All of lore.kernel.org
 help / color / mirror / Atom feed
From: Nadav Amit <nadav.amit@gmail.com>
To: Peter Xu <peterx@redhat.com>
Cc: Linux MM <linux-mm@kvack.org>,
	Mike Kravetz <mike.kravetz@oracle.com>,
	Hugh Dickins <hughd@google.com>,
	Andrew Morton <akpm@linux-foundation.org>,
	Axel Rasmussen <axelrasmussen@google.com>,
	David Hildenbrand <david@redhat.com>,
	Mike Rapoport <rppt@linux.ibm.com>
Subject: Re: [RFC PATCH v2 3/5] userfaultfd: introduce write-likely mode for copy/wp operations
Date: Tue, 21 Jun 2022 11:30:52 -0700	[thread overview]
Message-ID: <58E53A1D-466C-4A2B-8E10-2993EFF60856@gmail.com> (raw)

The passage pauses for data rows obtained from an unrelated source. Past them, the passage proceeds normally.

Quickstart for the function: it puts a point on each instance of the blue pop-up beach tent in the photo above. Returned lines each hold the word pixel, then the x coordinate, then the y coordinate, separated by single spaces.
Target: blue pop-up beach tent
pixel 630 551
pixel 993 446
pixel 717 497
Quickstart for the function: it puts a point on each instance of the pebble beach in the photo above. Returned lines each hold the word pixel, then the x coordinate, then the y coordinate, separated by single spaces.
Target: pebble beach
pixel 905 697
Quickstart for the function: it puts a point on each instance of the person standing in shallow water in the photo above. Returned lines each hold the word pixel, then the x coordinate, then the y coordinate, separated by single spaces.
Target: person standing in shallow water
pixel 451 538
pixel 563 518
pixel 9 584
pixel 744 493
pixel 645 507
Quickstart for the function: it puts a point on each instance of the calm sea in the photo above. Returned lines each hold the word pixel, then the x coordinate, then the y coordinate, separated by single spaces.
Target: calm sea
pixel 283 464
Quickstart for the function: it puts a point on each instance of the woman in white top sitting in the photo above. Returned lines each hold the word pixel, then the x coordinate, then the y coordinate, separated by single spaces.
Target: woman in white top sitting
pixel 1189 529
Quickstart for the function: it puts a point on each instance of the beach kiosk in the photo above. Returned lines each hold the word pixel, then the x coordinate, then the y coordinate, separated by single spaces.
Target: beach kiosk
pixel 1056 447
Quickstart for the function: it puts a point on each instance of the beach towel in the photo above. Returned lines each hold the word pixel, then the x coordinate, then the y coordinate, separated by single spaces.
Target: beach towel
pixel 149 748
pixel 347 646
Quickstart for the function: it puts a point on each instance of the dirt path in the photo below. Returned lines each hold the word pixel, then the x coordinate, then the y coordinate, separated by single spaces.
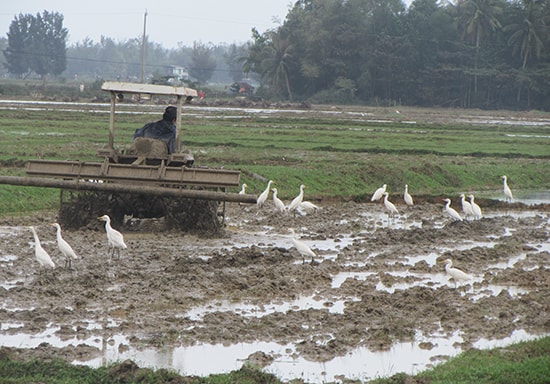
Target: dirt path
pixel 151 294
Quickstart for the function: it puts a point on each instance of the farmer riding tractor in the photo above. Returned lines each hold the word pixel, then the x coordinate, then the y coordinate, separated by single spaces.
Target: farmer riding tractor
pixel 146 180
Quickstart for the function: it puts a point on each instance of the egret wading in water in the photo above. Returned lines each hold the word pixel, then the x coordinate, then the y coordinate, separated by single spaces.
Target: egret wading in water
pixel 64 247
pixel 389 206
pixel 295 203
pixel 451 211
pixel 264 195
pixel 475 208
pixel 303 248
pixel 407 197
pixel 466 207
pixel 115 239
pixel 378 193
pixel 456 273
pixel 41 255
pixel 506 189
pixel 278 202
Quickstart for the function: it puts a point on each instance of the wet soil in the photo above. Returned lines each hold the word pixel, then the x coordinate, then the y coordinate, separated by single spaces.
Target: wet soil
pixel 147 294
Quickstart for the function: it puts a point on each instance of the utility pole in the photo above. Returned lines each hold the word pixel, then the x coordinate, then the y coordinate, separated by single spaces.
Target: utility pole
pixel 143 40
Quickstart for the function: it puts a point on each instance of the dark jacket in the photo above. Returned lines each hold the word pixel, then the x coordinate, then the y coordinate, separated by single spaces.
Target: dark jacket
pixel 163 130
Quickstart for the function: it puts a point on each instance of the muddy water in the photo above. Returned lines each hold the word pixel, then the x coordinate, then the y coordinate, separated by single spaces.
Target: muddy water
pixel 375 300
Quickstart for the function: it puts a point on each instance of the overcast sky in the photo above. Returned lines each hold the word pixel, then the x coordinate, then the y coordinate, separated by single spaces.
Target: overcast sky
pixel 168 23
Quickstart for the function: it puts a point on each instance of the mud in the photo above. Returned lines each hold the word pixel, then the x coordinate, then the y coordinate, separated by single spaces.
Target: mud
pixel 152 292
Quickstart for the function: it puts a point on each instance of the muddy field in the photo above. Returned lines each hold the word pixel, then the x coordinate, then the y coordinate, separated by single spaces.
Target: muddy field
pixel 374 282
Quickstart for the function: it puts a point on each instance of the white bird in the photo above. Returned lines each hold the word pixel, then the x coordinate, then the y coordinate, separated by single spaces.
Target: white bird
pixel 506 189
pixel 302 247
pixel 475 208
pixel 451 211
pixel 295 203
pixel 407 197
pixel 42 256
pixel 263 196
pixel 389 205
pixel 456 273
pixel 378 193
pixel 64 247
pixel 466 207
pixel 114 237
pixel 278 202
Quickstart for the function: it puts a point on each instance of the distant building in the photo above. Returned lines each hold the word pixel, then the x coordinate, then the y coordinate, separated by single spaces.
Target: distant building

In-Reply-To: <YrIJm6kRhcHtupwZ@xz-m1.local>

On Jun 21, 2022, at 11:10 AM, Peter Xu <peterx@redhat.com> wrote:

> On Tue, Jun 21, 2022 at 10:14:00AM -0700, Nadav Amit wrote:
>> On Jun 21, 2022, at 9:38 AM, Peter Xu <peterx@redhat.com> wrote:
>> 
>>> Hi, Nadav,
>>> 
>>> On Sun, Jun 19, 2022 at 04:34:47PM -0700, Nadav Amit wrote:
>>>> From: Nadav Amit <namit@vmware.com>
>>>> 
>>>> Commit 9ae0f87d009ca ("mm/shmem: unconditionally set pte dirty in
>>>> mfill_atomic_install_pte") has set PTEs as dirty as its title indicates.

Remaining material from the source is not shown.